Relationships between VC funding and macroeconomic factors and their respective impacts on Europe and the US

This is the first Medium post in a three-part series that will look at the discrepancies between VC investing in the US vs. Europe, and the EU in particular. The series will take a macro-perspective on the issue and look for various correlations and variables that play a role and then seek to prove or disprove common sense intuitions on the possible discrepancies and reasons for them.

How does VC funding impact innovation and technological revolutions? What determines the availability of start-up funding in a country? Why does the abundance of start-up funding in a country play such a key role in economic development and growth?

Innovation and technological revolutions are determined largely by the success of new start-ups. The strong relationship between Venture Capital funding and the success of start-ups in a country therefore provides support for the central role of VC funding on innovation and techno-economic progress.

But, what are the reasons for the correlation between VC and successful innovation?

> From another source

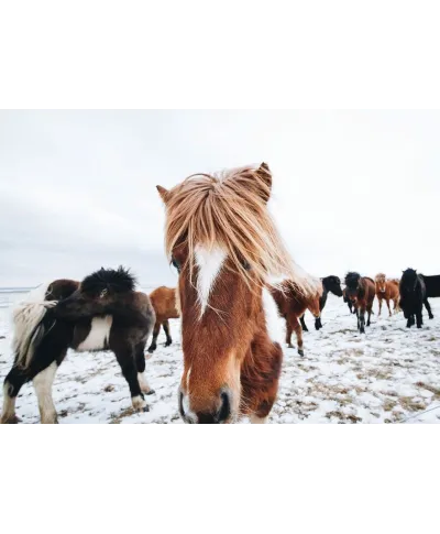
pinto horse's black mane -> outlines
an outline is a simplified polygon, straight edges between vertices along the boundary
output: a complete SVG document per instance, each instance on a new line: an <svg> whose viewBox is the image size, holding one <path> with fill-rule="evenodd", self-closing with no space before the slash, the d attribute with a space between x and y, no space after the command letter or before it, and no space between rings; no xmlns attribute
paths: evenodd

Simply put there are five main reasons:

  1. Access to future capital — VC-backed firms can raise funds more easily in the future
  2. Positive signal to the market — Results in more future investors and potential acquirers
  3. Network — VCs provide an amazing built-in network of people who can help the company
  4. Experience — VCs are often seasoned professionals and entrepreneurs who know how to lead a company
  5. Cash — The four little word that every start-up so desperately needs is exactly what VCs provide, and is arguably the most crucial

With more start-ups succeeding in a country through either: transforming into larger and more mature companies or being acquired, it stands to reason that this organic and inorganic growth respectively is healthy for a country’s economy.

Studies show that venture capital has a very positive effect “on a series of economic performances, both at a micro‐level (e.g. firm growth and innovativeness) and at a macro‐level (e.g. entrepreneurship rates, employment, aggregate income).

Economic Determinants on Venture Capital

I researched ways in which the availability of venture capital funding could be impacted by different economic variables. The five variables that I looked at to find a correlation between VC funding availability were: a) unemployment rate (% of total labor force) b) GDP growth (annual %) c) human capital index (HCI, on a 0–1 scale) d) inflation (consumer prices %) and e) Total Market Capitalization of domestically listed companies.

I theorized that unemployment rate and inflation would both show a negative correlation, meaning that the lower inflation and unemployment rate a country had, the more VC funding was available for start-ups. I then hypothesized there would be a positive correlation for GDP growth, HCI, and total market cap with VC funding availability.

All of the data was pulled from The World Bank with a baseline year of 2018, and the regression was run on 35 various countries to make it as diverse as possible.

The results of the regression analysis are shown below:

First, we see that the unemployment rate has a negative correlation with the availability of VC funding, and a statistically significant relationship. The results show a negative relationship which means that if it is a causal relationship, it would generally mean that the lower the unemployment in a country, the higher the availability of VC funds for start-ups or new firms. This seems to make sense, as poorer countries will generally have higher unemployment rates, and less VC funding, while richer countries like the US, UK, and others have lower unemployment rates and a great deal of VC funding availability.

The picture above shows the unemployment rates in the EU and how the northern parts have lower unemployment, and therefore potentially more VC funding available for start-up founders.

Moving on to GDP growth, the regression showed a negative relationship and statistical significance. This was surprising, but relooking at some potential reasons why, it could be that VC funds are more available in countries that are more mature and developed rather than emerging economies. I would conjecture that if the relationship was causal, most investment in countries with high GDP growth comes from foreign investors and VC firms, living in more developed countries.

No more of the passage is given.